While LLM-based evaluation offers significant advantages, it is not without limitations. Performance is highly sensitive to prompt design and the specificity of evaluation criteria. Subjective metrics - such as “usefulness” or “helpfulness” - can lead to inconsistent judgments depending on domain context or user expertise. Additionally, LLMs may exhibit biases, such as favoring their own generated responses, preferring longer answers, or being influenced by the order of presented options.
Although LLMs can be used independently to assess outputs, we strongly recommend using them in comparison mode - evaluating actual outputs against expected ones - to improve reliability and reduce ambiguity. Regardless of method, all LLM-based evaluations should be validated against real-world data and expert feedback to ensure robustness and trustworthiness.
Domain expert evaluation
Engaging domain experts to assess AI output remains one of the most reliable methods for evaluating quality, especially in high-stakes or specialized contexts. Experts can provide nuanced judgments on correctness, relevance, and usefulness that automated methods may miss. However, this approach is inherently limited in scalability, repeatability, and cost-efficiency. It is also susceptible to human biases - such as cultural context, subjective interpretation, and inconsistency across reviewers—which must be accounted for when interpreting results.
Similarity techniques
Similarity techniques offer a scalable alternative by comparing AI-generated outputs against reference data using quantitative metrics. These methods assess how closely the system’s output aligns with expected results, using measures such as exact match, lexical overlap, and semantic similarity. While less nuanced than expert review, similarity metrics are useful for benchmarking performance across large datasets and can be automated for continuous evaluation. They are particularly effective when ground truth data is well-defined and structured.

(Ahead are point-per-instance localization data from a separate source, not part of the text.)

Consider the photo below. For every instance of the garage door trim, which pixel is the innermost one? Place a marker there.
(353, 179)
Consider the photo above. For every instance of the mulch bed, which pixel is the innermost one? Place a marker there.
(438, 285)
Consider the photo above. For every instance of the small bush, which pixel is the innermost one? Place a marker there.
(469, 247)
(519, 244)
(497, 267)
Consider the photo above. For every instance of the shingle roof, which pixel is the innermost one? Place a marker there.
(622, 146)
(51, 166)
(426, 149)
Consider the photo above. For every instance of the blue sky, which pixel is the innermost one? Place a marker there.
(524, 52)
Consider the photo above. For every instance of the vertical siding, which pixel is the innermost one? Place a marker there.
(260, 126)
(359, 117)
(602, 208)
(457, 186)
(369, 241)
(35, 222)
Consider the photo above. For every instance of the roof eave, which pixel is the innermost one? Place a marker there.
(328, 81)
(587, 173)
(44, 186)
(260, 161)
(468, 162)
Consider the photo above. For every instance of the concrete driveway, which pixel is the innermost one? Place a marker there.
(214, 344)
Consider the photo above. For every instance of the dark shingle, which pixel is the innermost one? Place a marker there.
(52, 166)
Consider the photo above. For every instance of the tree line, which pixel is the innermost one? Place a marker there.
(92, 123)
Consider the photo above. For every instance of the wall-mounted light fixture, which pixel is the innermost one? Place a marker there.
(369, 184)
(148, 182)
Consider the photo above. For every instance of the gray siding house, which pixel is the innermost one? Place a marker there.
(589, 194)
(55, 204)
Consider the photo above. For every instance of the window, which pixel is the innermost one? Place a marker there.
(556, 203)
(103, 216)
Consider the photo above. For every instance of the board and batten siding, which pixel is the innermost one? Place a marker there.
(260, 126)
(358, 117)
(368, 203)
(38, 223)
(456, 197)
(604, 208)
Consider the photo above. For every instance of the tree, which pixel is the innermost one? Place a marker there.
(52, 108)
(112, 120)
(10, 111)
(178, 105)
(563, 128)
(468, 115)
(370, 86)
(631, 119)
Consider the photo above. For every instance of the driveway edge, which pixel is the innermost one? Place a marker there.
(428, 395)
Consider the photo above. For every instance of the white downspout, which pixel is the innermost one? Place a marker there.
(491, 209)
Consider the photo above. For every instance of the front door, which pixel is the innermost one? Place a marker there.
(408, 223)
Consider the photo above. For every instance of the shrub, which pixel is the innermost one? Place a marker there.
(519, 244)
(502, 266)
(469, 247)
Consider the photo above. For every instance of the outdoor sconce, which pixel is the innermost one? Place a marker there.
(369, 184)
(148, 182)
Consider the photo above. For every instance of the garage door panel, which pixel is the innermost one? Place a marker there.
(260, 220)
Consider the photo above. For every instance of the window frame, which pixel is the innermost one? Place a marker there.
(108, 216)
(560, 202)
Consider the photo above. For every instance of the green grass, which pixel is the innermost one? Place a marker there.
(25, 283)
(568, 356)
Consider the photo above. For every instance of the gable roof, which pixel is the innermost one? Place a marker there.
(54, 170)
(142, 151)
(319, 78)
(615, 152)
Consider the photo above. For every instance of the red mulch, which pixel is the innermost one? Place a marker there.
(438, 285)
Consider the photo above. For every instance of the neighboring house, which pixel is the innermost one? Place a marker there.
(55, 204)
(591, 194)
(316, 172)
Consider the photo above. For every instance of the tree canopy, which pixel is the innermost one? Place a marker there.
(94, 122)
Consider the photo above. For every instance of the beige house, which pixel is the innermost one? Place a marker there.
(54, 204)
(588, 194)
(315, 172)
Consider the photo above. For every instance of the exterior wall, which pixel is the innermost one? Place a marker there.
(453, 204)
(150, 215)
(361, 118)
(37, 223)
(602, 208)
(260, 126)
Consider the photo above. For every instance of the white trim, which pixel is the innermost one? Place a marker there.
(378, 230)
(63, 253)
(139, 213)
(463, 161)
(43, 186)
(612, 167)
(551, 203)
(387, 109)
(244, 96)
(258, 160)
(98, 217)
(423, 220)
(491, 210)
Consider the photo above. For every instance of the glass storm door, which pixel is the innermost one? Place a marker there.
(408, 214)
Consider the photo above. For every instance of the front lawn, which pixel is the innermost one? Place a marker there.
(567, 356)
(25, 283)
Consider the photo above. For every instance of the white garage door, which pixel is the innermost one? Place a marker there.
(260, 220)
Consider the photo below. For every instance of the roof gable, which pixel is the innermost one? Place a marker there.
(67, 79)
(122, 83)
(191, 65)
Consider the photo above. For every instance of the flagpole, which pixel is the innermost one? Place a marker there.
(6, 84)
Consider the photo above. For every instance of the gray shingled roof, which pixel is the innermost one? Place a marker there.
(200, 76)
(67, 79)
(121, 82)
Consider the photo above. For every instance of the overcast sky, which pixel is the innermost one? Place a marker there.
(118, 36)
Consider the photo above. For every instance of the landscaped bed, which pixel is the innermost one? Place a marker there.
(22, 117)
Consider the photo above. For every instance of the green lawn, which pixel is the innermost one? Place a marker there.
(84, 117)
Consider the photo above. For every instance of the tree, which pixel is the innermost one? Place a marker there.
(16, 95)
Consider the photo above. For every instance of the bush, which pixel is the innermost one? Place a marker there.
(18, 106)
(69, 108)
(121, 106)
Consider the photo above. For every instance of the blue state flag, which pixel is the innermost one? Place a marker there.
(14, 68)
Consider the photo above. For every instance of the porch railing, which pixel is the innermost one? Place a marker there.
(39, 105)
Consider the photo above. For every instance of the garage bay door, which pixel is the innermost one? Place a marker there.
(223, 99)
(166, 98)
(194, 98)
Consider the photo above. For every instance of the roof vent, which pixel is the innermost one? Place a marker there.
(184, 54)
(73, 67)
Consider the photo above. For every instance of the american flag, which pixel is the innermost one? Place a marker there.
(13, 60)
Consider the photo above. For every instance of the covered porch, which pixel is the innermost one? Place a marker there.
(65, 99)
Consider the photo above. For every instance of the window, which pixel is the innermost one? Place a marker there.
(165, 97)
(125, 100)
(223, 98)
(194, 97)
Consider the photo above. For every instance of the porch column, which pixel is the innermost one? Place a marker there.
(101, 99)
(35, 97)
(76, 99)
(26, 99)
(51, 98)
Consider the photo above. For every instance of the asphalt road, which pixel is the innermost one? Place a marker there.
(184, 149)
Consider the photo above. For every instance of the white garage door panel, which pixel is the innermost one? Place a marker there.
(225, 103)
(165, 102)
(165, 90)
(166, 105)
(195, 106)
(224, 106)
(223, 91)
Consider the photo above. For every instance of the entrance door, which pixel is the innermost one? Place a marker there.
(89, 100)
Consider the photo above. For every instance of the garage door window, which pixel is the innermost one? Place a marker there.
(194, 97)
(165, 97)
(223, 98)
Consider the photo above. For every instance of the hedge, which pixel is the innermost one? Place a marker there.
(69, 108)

Coverage evaluation in Agentic AI Systems
A foundational metric in any evaluation framework is coverage - ensuring that all items defined in the evaluation plan are adequately tested. However, simple checklist-style coverage is insufficient, as each item may require nuanced assessment across different dimensions of functionality, safety, and robustness.
To formalize this, we introduce two metrics inspired by software engineering practices:
- Prompt-Coverage: Assesses how well a single prompt invocation addresses both its functional objectives (e.g., “summarize financial risk”) and non-functional constraints (e.g., “avoid speculative language” or “ensure privacy compliance”). This metric should reflect the complexity embedded in the prompt and its alignment with business-critical expectations.
- Agentic-Workflow Coverage: Measures the completeness of evaluation across the logical and operational dependencies within an agentic workflow. This includes interactions between agents, tools, and tasks - analogous to branch coverage in software testing. It ensures that all integration points and edge cases are exercised.
We recommend aiming for the highest possible coverage across evaluation dimensions. Coverage gaps should be prioritized based on their potential risk and business impact, and revisited regularly as prompts and workflows evolve to ensure continued alignment and robustness.
Closing Thoughts
As agentic AI systems become increasingly central to business-critical workflows, evaluation must evolve from a post-hoc activity to a foundational design principle. By adopting an evaluation-first mindset - grounded in structured planning, simulation-based testing, and comprehensive coverage - you not only mitigate risk but also unlock the full strategic value of your AI solution. Whether you're building internal tools or customer-facing products, a robust evaluation framework ensures your system is trustworthy, aligned with business goals, and differentiated from generic models.